Victime d’une « pause » dans les grands projets décrétée par le ministère de Bercy (ou le gouvernement), la construction du canal est à l’arrêt à cause de l’Etat qui refuse d’avancer les derniers 776 millions nécessaires au projet, alors que l’UE et les régions ont déjà réuni le reste de la somme qui s’élève à un total de 4,7 milliards d’euros.

Pour débloquer la situation, sur proposition de Xavier Bertrand, les collectivités s’apprêtent à faire un geste décisif supplémentaire en proposant de garantir l’emprunt de la somme manquante, répondant à l’argument dilatoire du premier ministre Edouard Philippe pour lequel le financement n’était pas « bouclé ».

De plus, les régions et départements accepteraient aussi d’avancer à la place de l’Etat les fonds pour le lancement des travaux, donnant ainsi un répit budgétaire au gouvernement, à condition bien sûr que l’Etat garantisse qu’il contribuera bien à hauteur d’un milliard d’euros au final. La dépense échapperait donc aux griffes des critères de Maastricht, une crainte de moins pour le pauvre Macron qui négocie dur avec nos partenaires européens.

En échange, fort de cet engagement financier sans précédent dans ce type de grandes infrastructures, les régions et départements demandent que l’Etat leur cède la barre de la société de construction et de gestion du canal.

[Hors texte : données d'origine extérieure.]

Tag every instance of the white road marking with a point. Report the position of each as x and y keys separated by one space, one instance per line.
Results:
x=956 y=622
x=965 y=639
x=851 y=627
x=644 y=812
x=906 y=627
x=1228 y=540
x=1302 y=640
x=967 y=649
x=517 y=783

Si l’initiative des collectivités a le mérite de pouvoir débloquer la situation dans l’immédiat, plusieurs réflexions s’imposent :

  1. La France a besoin d’un nouveau « plan Freycinet », c’est-à-dire d’un plan « inter-modal » d’ensemble visant à moderniser, à l’ère du numérique, l’ensemble de ses infrastructures portuaires, ferroviaires et fluviales. Ce n’est donc pas faire « ou » le canal grand gabarit Seine Nord « ou » un plan Marshall pour le port du Havre, mais les deux et tout le reste derrière !
  2. Ce qui vous, et nous arrive, c’est-à-dire une situation où l’Etat français se retrouve dans l’incapacité de libérer des ressources nécessaires pour l’avenir de notre pays doit nous amener à refonder d’urgence un système financier devenu moribond. Alors que la BCE injecte chaque mois des dizaines de milliards d’euros en prolongeant de façon artificielle la vie de banques spéculatives en état de mort clinique, nos Etats se trouvent garrotés par une UE doctrinaire et austéritaire. Alors qu’on envisage de dépenser 6,6 milliards de l’argent public pour les JO de 2024, on rechigne à débloquer les 776 millions pour un projet infrastructurel qui, dans la durée, créera bien plus d’emplois et de richesses que les JO à court terme.
  3. Pour en sortir, des mesures d’assainissement s’imposent. S&P les défend depuis longtemps : annulation de certaines dettes illégitimes, séparation stricte des banques et retour à des formes de crédit productif public deviennent aujourd’hui le cœur des priorités.
  4. Le moment est venu de multiplier les coopérations interétatiques avec les fonds souverains, notamment chinois. Dans le cadre de la politique de Nouvelles Routes de la soie (Une ceinture, une route), la Chine est disposée à investir dans nos infrastructures, à nous d’en définir, avec elle, les modalités.
  5. Si l’on ne dote pas de toute urgence nos Etats des moyens pour faire le bien commun au service de l’ensemble de leurs citoyens, les Etats seront de plus en plus condamnés à subir des forces centrifuges. Car les régions et les populations les plus dynamiques, avant tout pour survivre à ce qui leur arrive, prendront de plus en plus leur propre destin en main.